Map of the World from Sippar (6th century BCE)
Image courtesy of The British Museum via Wikimedia Commons

 

Designing the World


Maps begin with reduction. The world is too large, too detailed, too continuous, so it has to be simplified. That simplification is actively formed by decisions about what to keep, what to remove, what becomes symbol, and what becomes background.
A river becomes a line. A city becomes a dot. A mountain becomes a shape that stands in for elevation. Maps rely on visual conventions that make complexity readable. From this angle, early maps solve a design problem that still exists today. how do you turn complexity into something that can be read at a glance?
Graphic design follows the same logic. Hierarchy, abstraction, spacing, symbols, clarity. The language changes, but the underlying problem remains. A map is one of the earliest systems for organizing information visually.
 

 

Maps Became Systems


Over time, maps became more precise as measurement, astronomy, and exploration developed. Greek geographers introduced systematic approaches to scale and latitude. Medieval maps mixed observation with theology. In the Renaissance, cartography developed projection systems that made it possible to translate a curved earth into flatter and more consistent representations.
Later, printed atlases standardized geographic knowledge across continents. Today, digital maps update in real time and respond to movement, data, and infrastructure.
 

 

So What Was the First Map?


If we describe a map as any early attempt to symbolize real space visually, the Çatalhöyük painting is a candidate, though this is still debated. If we define a map as a clearly recognized and surviving representation of the world, the Babylonian Imago Mundi is the earliest example.
The more interesting question is not which object came first, but what changed when such objects appeared at all. At some point, humans stopped only describing the world and began organizing it visually. That change, from description to construction, points to the beginning of mapping. And seen this way, the first map was one of the earliest moments when space became design.
 

 

Short Answers (FAQ)


What is the earliest known map?
There is no single universally agreed earliest map.
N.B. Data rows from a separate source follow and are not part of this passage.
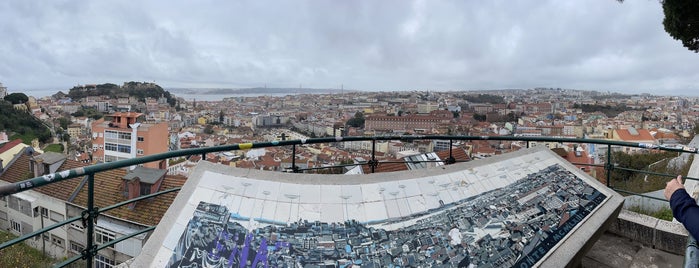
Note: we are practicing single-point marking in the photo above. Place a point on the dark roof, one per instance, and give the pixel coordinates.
(9, 145)
(51, 157)
(144, 174)
(19, 171)
(109, 187)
The Çatalhöyük wall painting (c. 6200 BCE) is often suggested as a candidate, while the Babylonian Imago Mundi is the earliest surviving and clearly identifiable world map.
What is the Babylonian Imago Mundi?
The Babylonian Imago Mundi is one of the earliest surviving world maps, showing a symbolic representation of the world within Babylonian cosmology.
Why are early maps important in history?
Early maps show the shift from describing space in words to organizing it visually, marking the beginning of mapping as a structured form of design and knowledge.